The student newspaper of Case Western Reserve University.

The Observer, November 17, 2006

Volume XXXIX, Issue 11

Sex & Dating: Surviving the holidays

The holidays are a chance to create traditions with your partner. They're a chance to discover your sweetie's history, and a chance to learn more than you ever wanted to know about your honey's family. Oy. It can be a harried time, but it's survivable (with your union intact) if you follow the Three Holiday Commandments.

1.Thou shalt not save too much room for the "real" meal. If you and your honey live near each other, you might plan on attempting an appearance at all the holiday soirees. Cute idea, really. However, your own family's tradition glows just a little bit more than your beau's, so you'll be tempted to save all your belly room for it. Bad plan. Don't just pick at your food, don't say that you're too stuffed from your own family's meal, and definitely don't say that you are saving room for later!
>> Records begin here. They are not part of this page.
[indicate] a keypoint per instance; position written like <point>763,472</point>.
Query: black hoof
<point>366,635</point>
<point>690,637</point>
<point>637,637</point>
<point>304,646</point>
It's offensive. Instead of having only a salad and bread, get a little (very little) bit of everything, so that it looks like you're really eating. That way you can compliment the cook on each dish. Talk it out with your honey beforehand, so you both know what the protocol is and you both follow the dining rules.

2.Thou shalt not parade your sex life around before your (potential) mother-in-law. Maybe you're planning on spending the whole weekend with your sweetheart's family. Pack wisely. It's tempting to throw in that cute little negligee you have as a nice "holiday surprise," but it has too much potential for disaster. Invariably a dog, child, or crazy great aunt will get into your suitcase, and it will end up on the dining room table. And the same goes for protection. Condoms, diaphragms, birth control, etc. must be hidden away like stolen jewels. Think of tucking them inside rolled socks or putting them at the bottom of boxes of tampons. Get creative with your honey as you pack. And no more sex right before bed or right when you wake up. If you are brave enough to attempt a tryst in the 'rent's house, it must be in the middle of the night. Think 4 a.m. Too many times relatives feel the need to poke their head in for one last goodnight, which can end in nightmares for everyone.

3.Thou shalt pretend to appreciate the family jokes and hobbies. It can be hard to keep a straight face while your cutie's father is telling you how every Christmas the whole family yodels while knitting each other tube socks, but you must. And you might want to cry while the whole family is cracking up over a knock-knock joke, but you have to at least give a chuckle. Don't respond to new (weird) activities with disdain. "Oh, cute idea to camp in the backyard each year as a family vacation. We usually go to the French Riviera." Instead, ask questions. Admit that it's something you've never done. They'll jump at the chance to let you in on something that's new to you.

Thanksgiving weekend is only four days long. You'll make it. Once you get through all the awkward moments, there are some really good things there. Cute nieces and nephews, a hilarious grandparent, and a chance to get a peek at where your cutie really came from: chances are, it will explain a few things.